Out and About in August The Dean Forest Railway
Leaving the motorway to the mad men, we take the old A48 from Newport to Chepstow via Langstone, and Caerwent. A reasonably wide road which was once the only road to London from South Wales, and the Holiday route to the West of England . Now although still widely used it is a far more pleasant experience than the death trap M4 Motorway and its associated lunacy. Avenues of lush greenery, old country Inns and pleasant village architecture, remind us that there is more to life than being tail gaited by a 100 mile an hour moron in a white transit van.

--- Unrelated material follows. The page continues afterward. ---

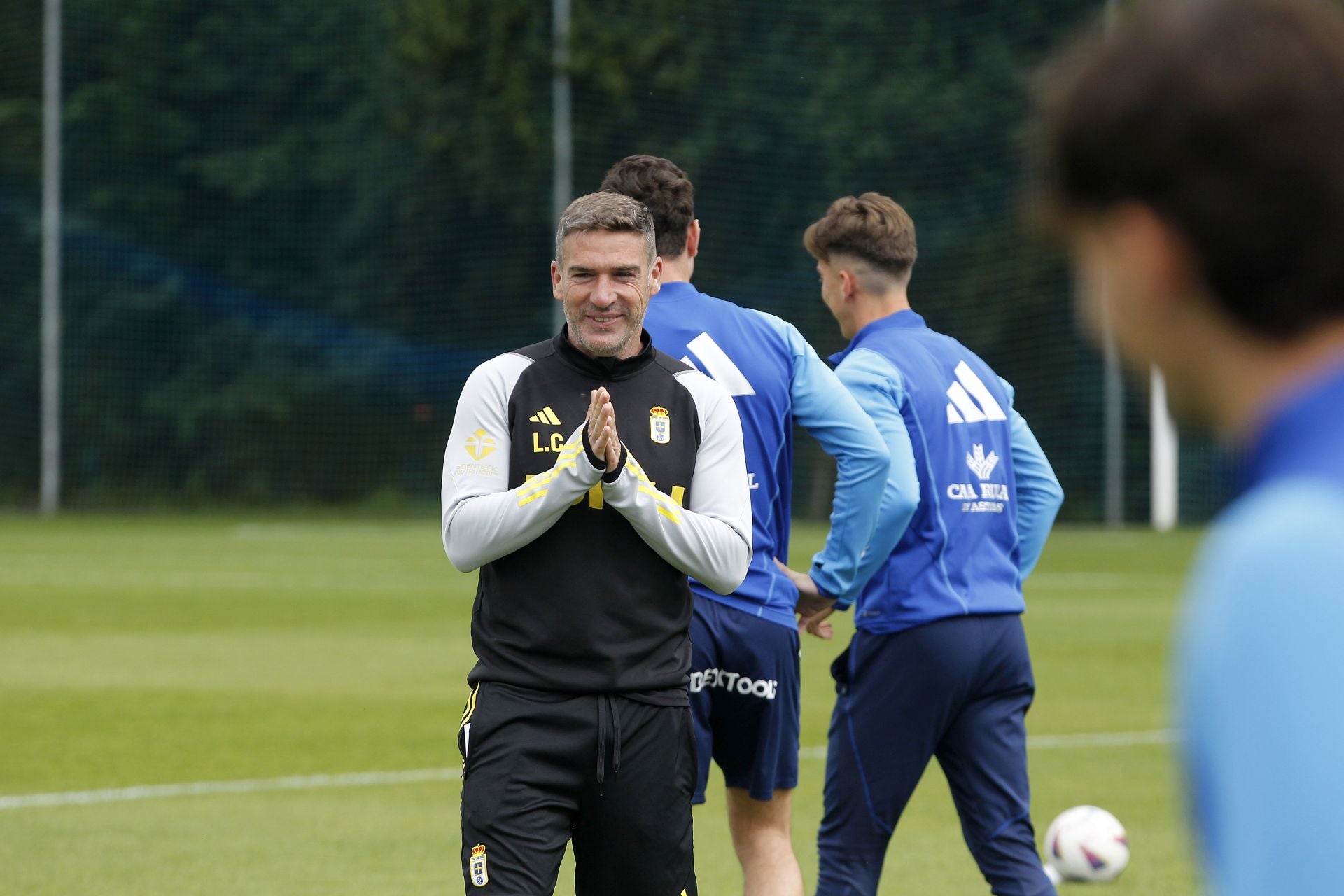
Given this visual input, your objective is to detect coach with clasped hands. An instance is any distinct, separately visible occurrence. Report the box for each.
[442,193,751,896]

Chepstow is always a delight as we pass into England. Continuing on the Chepstow / Gloucester road we can take in the panorama of the Severn Estuary. Magnificent on a fine summers day , steeped in History and folk lore, a gem of the natural world with it’s racing tides and the famous Severn Bore.
continued lower left
Pleasant Lydney on the banks of the Severn and the edge of the Dean Forest once enjoyed a greater prominence. The Lydney canal, which terminated at the Lydney Docks, was an important waterway carrying coal and other commodities from the Forest of Dean. Also, here was the junction for the now defunct Severn Railway Bridge linking the Forest with Sharpness and routes to Bristol and the West of England. The railway ceased to exist to Monmouth and across to Berkeley Road following the untimely closure of the bridge in 1960 following a collision by two oil tankers. The Railway Junction closed in 1969 though the GW Station thankfully remains open.
Now the Dean Forest Railway is there to give us a lasting look into how it was, those years ago when the Forest was a coal and Iron producer, and a network of passenger and freight lines served the community in the time honoured manner of the country branchline railway.
Sadly my trip to the Dean Forest Railway did not produce any steam traction as I picked the wrong day. However I was able to travel hauled by an immaculate vintage class 31 diesel locomotive, resplendent in EWS livery. The journey up to Parkend and return to the old Junction was reasonably priced and thoroughly enjoyable.